Present invention embodiments relate to database technology, and more specifically, to virtualizing relations of a schema by mapping those virtual relations to a single underlying real database relation.
In a relational database, information is organized into one or more relations (also referred to as tables). Each relation comprises a set of records (also referred to as rows) having a common set of attributes (also referred to as fields or columns). The structure of the database (e.g., the tables, the columns of each table, the data types of each column, and other constraints) is governed by the database schema, which may be defined using a data definition language (DDL). Conventional relational database management systems (RDBMSs) support common features of Structured Query Language (SQL), including the data definition language (DDL) elements CREATE, DROP, and ALTER, and the data manipulation (DML) elements INSERT, DELETE, SELECT, and UPDATE.
Changes to a relational database schema may be inefficient.

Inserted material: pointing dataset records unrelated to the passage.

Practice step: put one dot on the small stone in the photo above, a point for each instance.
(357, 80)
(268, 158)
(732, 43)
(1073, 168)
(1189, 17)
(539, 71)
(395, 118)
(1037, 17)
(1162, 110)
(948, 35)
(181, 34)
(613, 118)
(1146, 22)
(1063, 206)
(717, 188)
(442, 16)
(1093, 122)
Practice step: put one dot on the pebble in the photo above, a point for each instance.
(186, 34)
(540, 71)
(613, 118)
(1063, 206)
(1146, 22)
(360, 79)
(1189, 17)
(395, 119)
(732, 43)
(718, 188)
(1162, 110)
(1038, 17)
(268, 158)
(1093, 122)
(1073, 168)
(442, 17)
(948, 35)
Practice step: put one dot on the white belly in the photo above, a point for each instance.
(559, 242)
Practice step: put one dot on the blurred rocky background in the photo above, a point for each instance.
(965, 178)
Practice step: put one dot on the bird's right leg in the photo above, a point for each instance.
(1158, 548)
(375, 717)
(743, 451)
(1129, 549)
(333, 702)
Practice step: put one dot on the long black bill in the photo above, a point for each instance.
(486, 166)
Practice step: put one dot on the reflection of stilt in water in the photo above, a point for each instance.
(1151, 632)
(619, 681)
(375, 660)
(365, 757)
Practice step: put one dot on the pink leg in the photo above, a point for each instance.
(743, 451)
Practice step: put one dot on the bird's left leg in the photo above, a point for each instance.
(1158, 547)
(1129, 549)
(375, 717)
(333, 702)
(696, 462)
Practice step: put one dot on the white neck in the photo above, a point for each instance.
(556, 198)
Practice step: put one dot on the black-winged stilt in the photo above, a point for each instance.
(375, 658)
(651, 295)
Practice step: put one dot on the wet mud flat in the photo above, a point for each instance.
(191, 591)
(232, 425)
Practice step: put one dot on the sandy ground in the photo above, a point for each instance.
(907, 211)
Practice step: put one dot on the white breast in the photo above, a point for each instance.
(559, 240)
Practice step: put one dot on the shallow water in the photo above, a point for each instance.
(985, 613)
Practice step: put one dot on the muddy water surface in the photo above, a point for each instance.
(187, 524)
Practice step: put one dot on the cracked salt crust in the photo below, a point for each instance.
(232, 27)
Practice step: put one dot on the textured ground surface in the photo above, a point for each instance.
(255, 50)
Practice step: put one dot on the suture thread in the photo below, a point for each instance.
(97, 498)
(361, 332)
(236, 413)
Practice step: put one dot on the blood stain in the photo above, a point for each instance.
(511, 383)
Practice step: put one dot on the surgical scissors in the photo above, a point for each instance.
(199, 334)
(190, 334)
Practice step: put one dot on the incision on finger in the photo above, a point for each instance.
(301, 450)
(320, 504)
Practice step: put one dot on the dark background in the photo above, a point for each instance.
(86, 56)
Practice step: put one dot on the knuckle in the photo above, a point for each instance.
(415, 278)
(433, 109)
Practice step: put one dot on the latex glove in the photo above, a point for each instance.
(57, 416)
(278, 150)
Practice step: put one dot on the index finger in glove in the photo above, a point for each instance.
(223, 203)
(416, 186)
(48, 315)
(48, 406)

For example, an ALTER TABLE operation may take a long time to process because the underlying data must be physically restructured. The process of restructuring the data may require additional storage that is two or three times greater than the table size. As a result, non-relational data stores (e.g., SPARQL_RDF, Triple Store, etc.) have been increasingly adopted for data domains where schema flexibility is desired. These non-relational data stores require reinvention of query languages, query optimization, indexing, and storage management and transaction management with ACID (atomicity, consistency, isolation, and durability) properties, which modern relational database technology already provide.